Have you made the metaphoric jump yet?  

It hit me one night as I tried to soothe a flailing baby who was just tired of coughing and needed real rest:

I’m the baby and God is the parent. He’s working to make it better and I’m just crying my eyes out that life is hard and if this is His concern for me, why does it sometimes seem all wrong?  I end up frustrated with God for not snapping His fingers like Mary Poppins and having everything swoosh right back into place.

I must remember that this world is broken, even splintered to the core in places.  Kind of like a tire swing that has been given a violent shove, the world got off kilter when sin entered and we are holding on for dear life as our reality flips and spins and sways.  If you're facing the right way and holding on well, it can be fun.  But then the tire spins and the ground seems to tilt the wrong way and your hand slips and you can't tell which way is down, and it's at least unsettling, if not downright scary.

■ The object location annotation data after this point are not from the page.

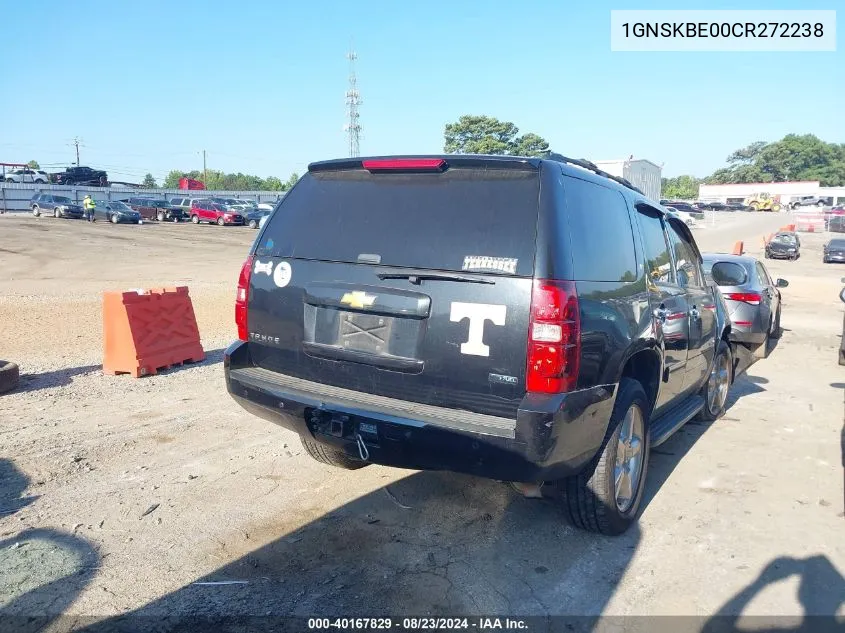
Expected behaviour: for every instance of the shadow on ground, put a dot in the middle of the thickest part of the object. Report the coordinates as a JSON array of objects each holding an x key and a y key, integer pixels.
[
  {"x": 821, "y": 592},
  {"x": 65, "y": 376},
  {"x": 13, "y": 484},
  {"x": 433, "y": 543},
  {"x": 42, "y": 571},
  {"x": 52, "y": 379}
]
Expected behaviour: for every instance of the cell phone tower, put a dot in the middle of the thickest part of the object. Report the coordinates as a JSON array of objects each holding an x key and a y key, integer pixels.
[{"x": 353, "y": 100}]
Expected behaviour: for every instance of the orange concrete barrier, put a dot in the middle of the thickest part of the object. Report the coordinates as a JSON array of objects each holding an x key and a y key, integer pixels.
[{"x": 143, "y": 333}]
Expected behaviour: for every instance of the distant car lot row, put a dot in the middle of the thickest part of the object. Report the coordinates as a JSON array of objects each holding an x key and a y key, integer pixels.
[{"x": 212, "y": 210}]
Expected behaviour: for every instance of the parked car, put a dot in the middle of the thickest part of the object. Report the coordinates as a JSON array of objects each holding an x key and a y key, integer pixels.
[
  {"x": 490, "y": 338},
  {"x": 687, "y": 208},
  {"x": 81, "y": 176},
  {"x": 116, "y": 212},
  {"x": 213, "y": 213},
  {"x": 834, "y": 251},
  {"x": 752, "y": 297},
  {"x": 783, "y": 245},
  {"x": 184, "y": 203},
  {"x": 28, "y": 176},
  {"x": 683, "y": 216},
  {"x": 833, "y": 212},
  {"x": 842, "y": 338},
  {"x": 153, "y": 209},
  {"x": 810, "y": 201},
  {"x": 57, "y": 206},
  {"x": 253, "y": 217}
]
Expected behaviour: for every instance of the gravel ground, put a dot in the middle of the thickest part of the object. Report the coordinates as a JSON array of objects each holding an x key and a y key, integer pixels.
[{"x": 119, "y": 495}]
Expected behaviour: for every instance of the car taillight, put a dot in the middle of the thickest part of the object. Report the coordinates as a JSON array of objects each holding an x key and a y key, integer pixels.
[
  {"x": 242, "y": 298},
  {"x": 554, "y": 338},
  {"x": 752, "y": 298}
]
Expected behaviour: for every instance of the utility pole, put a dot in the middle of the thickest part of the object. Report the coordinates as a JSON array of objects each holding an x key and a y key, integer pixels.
[{"x": 353, "y": 100}]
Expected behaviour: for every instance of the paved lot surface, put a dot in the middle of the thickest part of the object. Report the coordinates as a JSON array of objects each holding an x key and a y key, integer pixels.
[{"x": 118, "y": 495}]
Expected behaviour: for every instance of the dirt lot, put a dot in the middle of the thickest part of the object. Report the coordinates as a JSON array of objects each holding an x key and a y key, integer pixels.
[{"x": 120, "y": 495}]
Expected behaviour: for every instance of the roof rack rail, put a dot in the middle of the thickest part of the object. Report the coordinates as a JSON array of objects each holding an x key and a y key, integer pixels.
[{"x": 585, "y": 164}]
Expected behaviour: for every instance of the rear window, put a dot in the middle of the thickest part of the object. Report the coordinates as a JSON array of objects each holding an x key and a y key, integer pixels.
[
  {"x": 602, "y": 241},
  {"x": 448, "y": 221},
  {"x": 727, "y": 274}
]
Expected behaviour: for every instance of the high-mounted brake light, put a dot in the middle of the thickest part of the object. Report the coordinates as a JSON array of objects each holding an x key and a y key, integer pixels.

And the thing is, God isn't doing it to us.  He is right there with us, caring for us, fully focused and invest in our well-being, even if we are not experiencing it at the moment.  Our fear or loss doesn't change that.

Sometimes I must accept periods of recovery, when things aren't going well for real reasons that need time to be set right again.  When I experience unwellness, it's natural to want it all better, right away.  But just as I want my children to trust my efforts, intentions and timing, so must I trust God's for me.